Возможен, впрочем, и третий исход (на нем якобы настаивали самые близкие Петру вельможи) – передача трона любимой дочери государя принцессе Елисафет.
Так или иначе, двадцать шестого генваря государь затребовал перо и бумагу, дабы составить новое завещание однако перед тем решил подкрепиться, ибо, сказывают, аппетита во все время течения болезни не терял. Как передают, ему подали грешневую кашу, варенную поначалу в воде, а потом смешанную с гусиным салом, отварную осетрину – целую рыбину, но не более трех фунтов (врачи ограничивали государя в еде), – но после принятия пищи у него, неожиданно для всех, начался припадок конвульсий; засим он лишился сознания. Открывши глаза лишь через два с лишним часа, Петр не мог произнести ни слова – он потерял дар речи.
Он делал левою рукой (правая отнялась) какие-то жесты, словно звал к себе кого, пытаясь сказать нечто.
Потом – как передали врачи – началось заражение крови.
Дворец был окружен стражей, от постели страдальца, как сказывают, ни на минуту не отходил генерал-прокурор, постоянный адъютант его императорского величества Павел Иванович Ягужинский. Где в это время находился сиятельный князь Меншиков, вызванный во дворец, неизвестно. Все связи с внутренними покоями императора были надежно прерваны.
Поутру, двадцать восьмого генваря, наступила смерть.
…Далее события развивались таким образом, что определенно утверждать достоверность той или иной версии – пока что во всяком случае – трудно.

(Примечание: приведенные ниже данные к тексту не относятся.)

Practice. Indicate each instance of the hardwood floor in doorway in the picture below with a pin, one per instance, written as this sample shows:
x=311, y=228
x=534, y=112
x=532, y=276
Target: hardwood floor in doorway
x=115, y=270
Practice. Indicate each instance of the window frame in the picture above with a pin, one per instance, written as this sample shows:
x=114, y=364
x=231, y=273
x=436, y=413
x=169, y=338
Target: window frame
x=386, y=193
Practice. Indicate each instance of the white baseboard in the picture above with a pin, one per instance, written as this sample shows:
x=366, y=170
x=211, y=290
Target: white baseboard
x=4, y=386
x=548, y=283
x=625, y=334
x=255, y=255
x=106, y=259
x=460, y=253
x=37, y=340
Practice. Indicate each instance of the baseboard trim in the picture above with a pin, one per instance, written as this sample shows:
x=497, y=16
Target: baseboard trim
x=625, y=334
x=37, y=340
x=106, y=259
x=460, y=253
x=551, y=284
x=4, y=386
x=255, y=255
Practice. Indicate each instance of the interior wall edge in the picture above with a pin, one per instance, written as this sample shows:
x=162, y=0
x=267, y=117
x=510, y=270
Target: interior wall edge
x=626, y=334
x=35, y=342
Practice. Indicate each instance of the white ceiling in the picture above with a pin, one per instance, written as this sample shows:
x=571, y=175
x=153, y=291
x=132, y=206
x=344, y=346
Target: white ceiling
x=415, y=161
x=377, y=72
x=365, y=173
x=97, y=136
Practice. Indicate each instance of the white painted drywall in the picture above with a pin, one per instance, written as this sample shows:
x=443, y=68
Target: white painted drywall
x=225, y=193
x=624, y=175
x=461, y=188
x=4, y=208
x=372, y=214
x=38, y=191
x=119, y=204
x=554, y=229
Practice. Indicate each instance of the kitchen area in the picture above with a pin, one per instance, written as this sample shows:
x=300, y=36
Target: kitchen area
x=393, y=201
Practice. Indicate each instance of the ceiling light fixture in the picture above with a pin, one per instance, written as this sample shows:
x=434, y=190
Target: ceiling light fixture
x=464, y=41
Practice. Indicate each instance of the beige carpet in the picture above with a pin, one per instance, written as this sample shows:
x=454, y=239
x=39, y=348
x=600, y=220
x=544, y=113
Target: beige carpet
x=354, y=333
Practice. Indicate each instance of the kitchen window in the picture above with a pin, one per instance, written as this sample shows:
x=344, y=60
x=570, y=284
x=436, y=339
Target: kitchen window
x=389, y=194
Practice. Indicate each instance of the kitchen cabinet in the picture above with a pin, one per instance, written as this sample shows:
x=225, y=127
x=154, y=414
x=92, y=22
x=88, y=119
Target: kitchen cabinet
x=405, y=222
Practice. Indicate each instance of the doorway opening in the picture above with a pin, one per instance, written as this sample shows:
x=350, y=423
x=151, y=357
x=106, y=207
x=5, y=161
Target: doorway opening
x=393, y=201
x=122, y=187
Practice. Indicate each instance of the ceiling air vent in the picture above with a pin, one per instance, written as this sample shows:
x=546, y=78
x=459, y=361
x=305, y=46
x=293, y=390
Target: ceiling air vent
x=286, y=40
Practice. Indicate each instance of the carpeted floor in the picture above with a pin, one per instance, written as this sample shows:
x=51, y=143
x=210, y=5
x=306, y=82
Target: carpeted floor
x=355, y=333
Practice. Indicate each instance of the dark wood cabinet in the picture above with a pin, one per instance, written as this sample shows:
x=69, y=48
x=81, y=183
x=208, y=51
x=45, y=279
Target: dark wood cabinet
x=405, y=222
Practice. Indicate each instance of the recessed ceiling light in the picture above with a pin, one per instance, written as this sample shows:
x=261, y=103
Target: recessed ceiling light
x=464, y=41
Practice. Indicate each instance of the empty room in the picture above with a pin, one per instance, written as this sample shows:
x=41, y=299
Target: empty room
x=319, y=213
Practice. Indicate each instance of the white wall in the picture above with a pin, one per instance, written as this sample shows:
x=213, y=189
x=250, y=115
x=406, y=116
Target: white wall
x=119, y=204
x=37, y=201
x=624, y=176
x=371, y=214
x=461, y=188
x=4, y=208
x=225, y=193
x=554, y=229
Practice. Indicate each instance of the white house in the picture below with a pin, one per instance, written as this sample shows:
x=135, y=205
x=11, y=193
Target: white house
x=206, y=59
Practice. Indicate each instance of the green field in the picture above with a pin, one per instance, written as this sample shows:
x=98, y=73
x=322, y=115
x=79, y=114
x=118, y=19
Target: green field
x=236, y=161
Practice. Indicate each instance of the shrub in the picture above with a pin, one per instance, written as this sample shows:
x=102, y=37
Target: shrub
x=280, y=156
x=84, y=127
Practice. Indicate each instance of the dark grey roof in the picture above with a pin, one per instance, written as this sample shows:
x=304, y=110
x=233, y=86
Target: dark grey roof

Посланник Кампредон настаивает, что вопрос о восшествии на престол России государыни Екатерины Первой, урожденной чухонской крестьянки, был решен в момент смерти Петра; что, лишь когда страдалец испустил последний вздох, новая императрица явилась перед вельможами и отдала свою судьбу в их руки.
Прусский же посланник Мардефельд настаивает на том, что все было решено еще задолго до смерти самодержца.
Однако же не следует считать, что восшествие на престол Екатерины обошлось спокойно и без столь политике знакомых катаклизмов.
Сказывают, что во время большого совета вельмож русский канцлер граф Головкин поднялся первым, когда кем-то (кем – неизвестно до сих пор) было предложено поочередно высказаться по поводу будущего империи. Глядя в глаза Екатерине, граф сказал, что посколь Петр не оставил посмертного завещания, то вопрос престолонаследия должен решать – как и было исстари заведено – народ российский.
Его якобы поддержали князь Голицын, генерал Репнин, князь Долгорукий, граф Пушкин и брат адмирала Апраксина. Вопрос о судьбе престолонаследия грозил перерасти в столкновение могучих группировок. Запахло грозою, могла случиться новая смута, как вдруг встал сиятельный князь Меншиков, а вместе с ним граф Бутурлин, и поначалу сиятельный князь, а позже известный военачальник произнесли столь весомые слова и бесспорные доказательства своей правоты и силы, что брат генерала Апраксина упал без чувств, стукнувшись виском об пол, и к нему, бездыханному, был вызван лекарь.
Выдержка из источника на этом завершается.